Continuing the trend of graphic novels, I recently finished reading Congressman John Lewis‘ March: book one. Lewis played a large role in the civil rights movement and marched alongside Dr. Martin Luther King Jr. This book is part of a trilogy and the final one was published earlier this summer.
March: book one takes place on inauguration day on January 20th, 2009, as Lewis ready himself in his office for President Obama’s swearing in. However, it’s only the backdrop of this first book, as most of the action takes places during Lewis’ childhood and the start of the civil rights movement. The story ends in April 1960 and in the present, Lewis just leaves his office to head outside for the ceremony.
Similar to Maus and Persepolis, March uses the form of the graphic novel as a conduit for the serious and often violent history of the civil rights movement. It’s a great medium for showcasing important scenes in a visual form, with concise story and dialogue to explain. This makes for an accessible, inviting read for what could be an otherwise dense and detailed non-fiction book. Perhaps this way it will attract more readers and hopefully younger ones who likely don’t know about the history or don’t know much of it.
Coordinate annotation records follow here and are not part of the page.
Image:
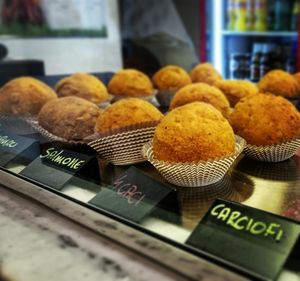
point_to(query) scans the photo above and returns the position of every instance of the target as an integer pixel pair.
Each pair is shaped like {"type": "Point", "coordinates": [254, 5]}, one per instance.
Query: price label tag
{"type": "Point", "coordinates": [57, 165]}
{"type": "Point", "coordinates": [257, 241]}
{"type": "Point", "coordinates": [13, 146]}
{"type": "Point", "coordinates": [133, 195]}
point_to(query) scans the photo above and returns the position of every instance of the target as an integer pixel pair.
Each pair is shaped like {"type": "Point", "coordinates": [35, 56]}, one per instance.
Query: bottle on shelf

With a trilogy, the story is allowed more time to develop. For this first book, while it spans many years of Lewis’ personal history as well as the beginning of the civil rights, not much happens. This book feels like it’s just getting started as it wraps up. The end feels too abrupt but then again, the subtitle conveys that there will be future books. As a stand alone, it feels incomplete although they seem to have done a good job with it.
Recommended?: Yes but I have a feeling that all three books will need to be read together. This book covers Lewis youth and the Woolworth lunch counters demonstrations along wth Rosa Parks. It’s really the tip of the iceberg but the story and sketches are so well done. I can’t wait to read the next two!